Tomris Uyar’ın ise bu konularda fikri nettir:
“Her okurun, her eleştirmenin bir sanatçıyı anlaması, yapıtlarını tek tek değerlendirip sevmesi gerekmez, ne yapmak istediğini kavrasa, yeter.”
dost kaldığı, aşık olduğu, evlendiği şairlerin, onu her an ellerinden kaçıracakmış gibi bi kaygıyla sevdikleri kadın.
edebiyatın içinde olan bi ailenin kızı. babasının şiir kitabı, annesinin de çevirileri vardı. önce öykü yazdı sonra da çeviri yaptı.
ama ben edebi yönünden ziyade magazinel boyutuyla ilgileniyorum. hehe.*
ilk eşi ülkü tamer. kolej yıllarından beri birlikte olmuşlar sanırım ya da tanışıyorlar. net değil orası. kızları birkaç aylıkken bir kazayla boğulmuş ve bu da birlikteliklerinde çatırdama başlamasına sebep vermiş. hep öyle olur ya.
bu dönemlerde başka bi şair girmiş hayatına. ikisi de eşlerinden biribirleri için boşanmışlar. bu kişi cemal süreya. haliyle çok ses getirmiş aşkları. cemal süreya da durur mu, yapıştırmış şiiri;*
--spoiler--
ay ışığında oturduk
bileğinden öptüm seni
sonra ayakta öptüm
dudağından öptüm seni
kapı aralığında öptüm
soluğundan öptüm seni
bahçede çocuklar vardı
çocuğundan öptüm seni
evime götürdüm yatağımda
kasığından öptüm seni
--spoiler--
aşkları 3 yıl sürmüş. ama hep dost kalmışlar. nasıl becerdilerse.. şimdi kavga kıyamet ayrılıyor millet. neyse bunu başka bi başlıkta tartışcaz.

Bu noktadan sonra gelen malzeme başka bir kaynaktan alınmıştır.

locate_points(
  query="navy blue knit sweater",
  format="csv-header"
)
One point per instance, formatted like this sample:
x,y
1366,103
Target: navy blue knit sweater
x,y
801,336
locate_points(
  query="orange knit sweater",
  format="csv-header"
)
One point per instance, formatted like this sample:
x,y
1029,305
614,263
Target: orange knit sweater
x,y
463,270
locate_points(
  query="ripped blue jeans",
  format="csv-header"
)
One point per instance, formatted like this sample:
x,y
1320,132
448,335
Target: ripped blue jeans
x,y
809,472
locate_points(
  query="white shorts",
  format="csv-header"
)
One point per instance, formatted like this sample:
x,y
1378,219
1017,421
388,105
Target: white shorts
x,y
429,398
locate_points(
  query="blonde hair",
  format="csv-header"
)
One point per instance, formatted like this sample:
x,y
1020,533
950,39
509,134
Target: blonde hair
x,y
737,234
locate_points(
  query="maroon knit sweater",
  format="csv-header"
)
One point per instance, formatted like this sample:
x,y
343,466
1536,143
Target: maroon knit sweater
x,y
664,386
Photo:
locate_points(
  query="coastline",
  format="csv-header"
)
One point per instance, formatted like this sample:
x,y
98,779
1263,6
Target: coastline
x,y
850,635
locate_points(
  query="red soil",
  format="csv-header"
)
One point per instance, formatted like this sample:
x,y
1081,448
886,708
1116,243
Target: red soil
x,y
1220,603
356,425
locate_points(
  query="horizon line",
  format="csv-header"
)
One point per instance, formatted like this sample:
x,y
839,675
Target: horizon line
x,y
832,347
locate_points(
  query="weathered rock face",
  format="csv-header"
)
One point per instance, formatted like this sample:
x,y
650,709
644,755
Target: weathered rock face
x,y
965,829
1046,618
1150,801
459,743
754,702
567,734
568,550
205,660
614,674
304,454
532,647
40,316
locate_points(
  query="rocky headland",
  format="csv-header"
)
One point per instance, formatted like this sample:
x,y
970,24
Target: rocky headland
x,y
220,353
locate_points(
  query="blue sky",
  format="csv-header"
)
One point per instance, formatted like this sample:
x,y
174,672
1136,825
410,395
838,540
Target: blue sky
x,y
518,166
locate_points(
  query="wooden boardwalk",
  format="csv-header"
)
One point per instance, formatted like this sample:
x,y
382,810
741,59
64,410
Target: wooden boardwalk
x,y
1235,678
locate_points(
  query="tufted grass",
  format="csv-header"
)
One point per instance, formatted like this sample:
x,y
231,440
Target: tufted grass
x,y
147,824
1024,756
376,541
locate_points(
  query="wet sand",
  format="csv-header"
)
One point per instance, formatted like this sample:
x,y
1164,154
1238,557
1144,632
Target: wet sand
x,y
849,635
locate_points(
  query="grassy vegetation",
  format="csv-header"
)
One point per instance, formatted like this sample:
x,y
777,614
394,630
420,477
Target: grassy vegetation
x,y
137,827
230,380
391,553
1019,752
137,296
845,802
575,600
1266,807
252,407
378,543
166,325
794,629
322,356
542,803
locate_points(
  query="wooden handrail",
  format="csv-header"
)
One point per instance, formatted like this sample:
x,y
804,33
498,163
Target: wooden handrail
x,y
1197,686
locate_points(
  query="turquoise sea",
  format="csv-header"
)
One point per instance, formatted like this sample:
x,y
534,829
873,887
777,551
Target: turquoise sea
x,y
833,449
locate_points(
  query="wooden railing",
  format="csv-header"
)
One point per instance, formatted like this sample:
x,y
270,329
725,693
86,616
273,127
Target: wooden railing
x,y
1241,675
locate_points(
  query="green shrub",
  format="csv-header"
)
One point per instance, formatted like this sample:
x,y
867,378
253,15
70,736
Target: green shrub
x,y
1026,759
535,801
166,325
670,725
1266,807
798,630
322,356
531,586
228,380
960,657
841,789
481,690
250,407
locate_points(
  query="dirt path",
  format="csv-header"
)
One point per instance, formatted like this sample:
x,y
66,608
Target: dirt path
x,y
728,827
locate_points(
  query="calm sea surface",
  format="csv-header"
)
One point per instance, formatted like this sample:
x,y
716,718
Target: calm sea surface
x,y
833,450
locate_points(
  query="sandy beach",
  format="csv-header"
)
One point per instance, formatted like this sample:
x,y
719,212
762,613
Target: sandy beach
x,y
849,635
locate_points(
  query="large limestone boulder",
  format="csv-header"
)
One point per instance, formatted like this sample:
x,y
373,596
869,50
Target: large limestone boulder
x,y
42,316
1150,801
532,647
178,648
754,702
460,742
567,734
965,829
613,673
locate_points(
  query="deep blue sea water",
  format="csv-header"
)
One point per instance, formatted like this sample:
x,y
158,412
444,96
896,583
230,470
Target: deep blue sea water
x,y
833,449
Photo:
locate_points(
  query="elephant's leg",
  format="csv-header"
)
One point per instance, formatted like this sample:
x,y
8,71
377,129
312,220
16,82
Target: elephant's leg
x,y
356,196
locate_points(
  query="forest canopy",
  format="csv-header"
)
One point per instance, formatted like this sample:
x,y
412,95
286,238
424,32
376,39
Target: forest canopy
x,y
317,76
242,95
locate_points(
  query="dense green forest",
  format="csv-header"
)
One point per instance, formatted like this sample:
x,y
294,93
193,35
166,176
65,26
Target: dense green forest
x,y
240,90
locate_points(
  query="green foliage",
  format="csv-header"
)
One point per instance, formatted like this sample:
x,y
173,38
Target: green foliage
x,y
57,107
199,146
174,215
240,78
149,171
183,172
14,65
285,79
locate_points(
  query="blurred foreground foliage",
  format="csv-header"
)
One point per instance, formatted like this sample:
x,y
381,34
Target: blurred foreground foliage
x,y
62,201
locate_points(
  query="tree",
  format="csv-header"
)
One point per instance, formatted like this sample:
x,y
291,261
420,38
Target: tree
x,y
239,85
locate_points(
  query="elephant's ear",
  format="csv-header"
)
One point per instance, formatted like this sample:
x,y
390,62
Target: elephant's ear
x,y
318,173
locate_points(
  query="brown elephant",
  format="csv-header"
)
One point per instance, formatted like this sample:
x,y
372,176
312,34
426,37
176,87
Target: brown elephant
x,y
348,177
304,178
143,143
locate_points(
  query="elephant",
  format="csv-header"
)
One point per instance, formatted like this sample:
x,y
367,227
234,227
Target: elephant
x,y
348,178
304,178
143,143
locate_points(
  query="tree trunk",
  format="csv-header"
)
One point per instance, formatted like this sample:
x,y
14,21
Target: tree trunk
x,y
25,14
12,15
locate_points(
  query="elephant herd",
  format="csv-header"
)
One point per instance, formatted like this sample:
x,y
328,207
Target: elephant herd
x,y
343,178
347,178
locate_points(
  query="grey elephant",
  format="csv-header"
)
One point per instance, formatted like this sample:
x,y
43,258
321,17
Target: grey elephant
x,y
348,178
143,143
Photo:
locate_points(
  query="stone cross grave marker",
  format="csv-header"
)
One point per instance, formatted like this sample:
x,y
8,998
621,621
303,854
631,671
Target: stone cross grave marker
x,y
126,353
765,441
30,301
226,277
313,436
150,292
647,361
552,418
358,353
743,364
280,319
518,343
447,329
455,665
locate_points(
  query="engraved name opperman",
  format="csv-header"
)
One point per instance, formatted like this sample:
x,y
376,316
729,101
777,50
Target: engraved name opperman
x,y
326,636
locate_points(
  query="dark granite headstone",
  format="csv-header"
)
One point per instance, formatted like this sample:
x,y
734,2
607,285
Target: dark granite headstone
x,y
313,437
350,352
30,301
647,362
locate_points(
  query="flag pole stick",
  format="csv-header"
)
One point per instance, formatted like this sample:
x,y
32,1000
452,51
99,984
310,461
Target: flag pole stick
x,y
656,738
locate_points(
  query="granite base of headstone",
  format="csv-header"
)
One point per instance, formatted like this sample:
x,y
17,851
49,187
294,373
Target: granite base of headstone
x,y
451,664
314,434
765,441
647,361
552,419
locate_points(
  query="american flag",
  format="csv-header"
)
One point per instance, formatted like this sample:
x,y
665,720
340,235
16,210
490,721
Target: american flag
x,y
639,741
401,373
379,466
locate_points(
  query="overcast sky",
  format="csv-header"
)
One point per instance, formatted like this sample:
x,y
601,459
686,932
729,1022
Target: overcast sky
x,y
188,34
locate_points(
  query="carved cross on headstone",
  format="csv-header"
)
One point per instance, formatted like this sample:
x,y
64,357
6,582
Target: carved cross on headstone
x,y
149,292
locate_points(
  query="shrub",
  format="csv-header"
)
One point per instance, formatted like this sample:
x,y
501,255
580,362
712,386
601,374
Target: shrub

en uzun birlikteliği turgut uyar. cemal süreya dan ayrılmak üzereyken tanışmışlar. önce bi edebi mektuplaşmalar felan..turgut uyar eşinden boşanmış ve tomris le tanışana kadar 7 yıl elini sürmemiş şiire. tomris le birlikte yeniden yazmış.
--spoiler--
sen bir atmacanın en uzun çığlığısın her tür gökte
göğü büyüttün, otobüsleri aldın, şehirleri ufalttın
seversin diye söylerim her şeyi, sana uygun olsun
çünkü her şeyin birbirine uygununu sen bulursun
--spoiler--
ve son olarak edip cansever. her doğum gününde şiirle seslenmiş tomris' e gizliden. gerçi tomris onu sadece arkadaş olarak görüyormuş diyenler var emmee.. bilemicem.
--spoiler--
Seni görünce dünyayı dolaşıyor insan sanki
Hani Etilerden Hisara insek bile
Bir küçük yaşındasın, boyanmış taranmışsın
Çok yaşında her zamanki çocuksun gene
Ben seni uzun bir yolda yürürken görmedim ki hiç.
--spoiler--
ben seni uzun bir yolda yürürken görmedim ki hiç
yağmurlar altında gördüm, kadeh tutarken gördüm de
bir kıyıya bakarken, bakarkenki ağlayan yüzünle
ve yaraşırsa ancak monet'nin
kadınlarına yaraşan giysilerinle
gördüm de
ben seni uzun bir yolda yürürken görmedim ki hiç.
öyle kısaydı ki adımların, diyelim bir yaz tatilinde
bir otel kapısının önünde, tahta bir köprünün üstünde
bir demet çiçekle paslanmış bir kedi arasında
öyle kısaydı ki adımların
şöyle bir bardak yıkayışının vaktiyle
ölçülür ve denk düşerdi ancak
ben seni uzun bir yolda yürürken görmedim ki hiç.
yok bir yanıtın nereye diyenlere
bir buz titreşimi gibi sallantılı ve şaşkın
ve çabuk bir merhaban vardır bir yerden gelenlere
o bir yerler ki, diyelim çok uzak olsun
sen gelmiş gibisindir oralardan, otobüslerden
yollardan, deniz üstlerinden topladığın gülüşlerle
ben seni uzun bir yolda yürürken görmedim ki hiç.
seni görünce dünyayı dolaşıyor insan sanki
hani etiler'den hisar'a insek bile
bir küçük yaşındasın, boyanmış taranmışsın
çok yaşında her zamanki çocuksun gene
ben seni uzun bir yolda yürürken görmedim ki hiç.
mart ayında patlıcan, ağustosta karnıbahar
mutfağın mutfak olalı böyle
bir adın vardı senin, tomris uyar'dı
adını yenile bu yıl, ama bak tomris uyar olsun gene
ben bu kış öyle üşüdüm ki sorma
oysa güneş pek batmadı senin evinde
söyle
ben seni uzun bir yolda yürürken gördüm müydü hiç.
eğer secme sansım olsaydı 1 gunluğune de olsa onun yerıne gecıp hayran olduğum adamların ( edip cansever , cemal süreya , turut uyar ) bana hayran olmalarını izlemek isterdim...
cok sanslı kadın....
"içki olsaydı rakı olurdu mesela, ona hiç kuşku yok.
ev olsaydı, sonradan görmelerin kondurdukları sütunlu mütunlu villalardan değil, bütün depremlere dayanacak, iki katlı, küçük, sağlam taş bir bina olurdu.
çiçek olsaydı gül, karafil gibi herkesin bayıldığı bir çiçek değil, ancak çiçek zevki olanların arayıp bulacağı, bulunca da asla vazgeçemeyeceği bir çiçek; müge, incir çiçeği olurdu o.
insan oldu o. tomris uyar oldu. iyi ki oldu."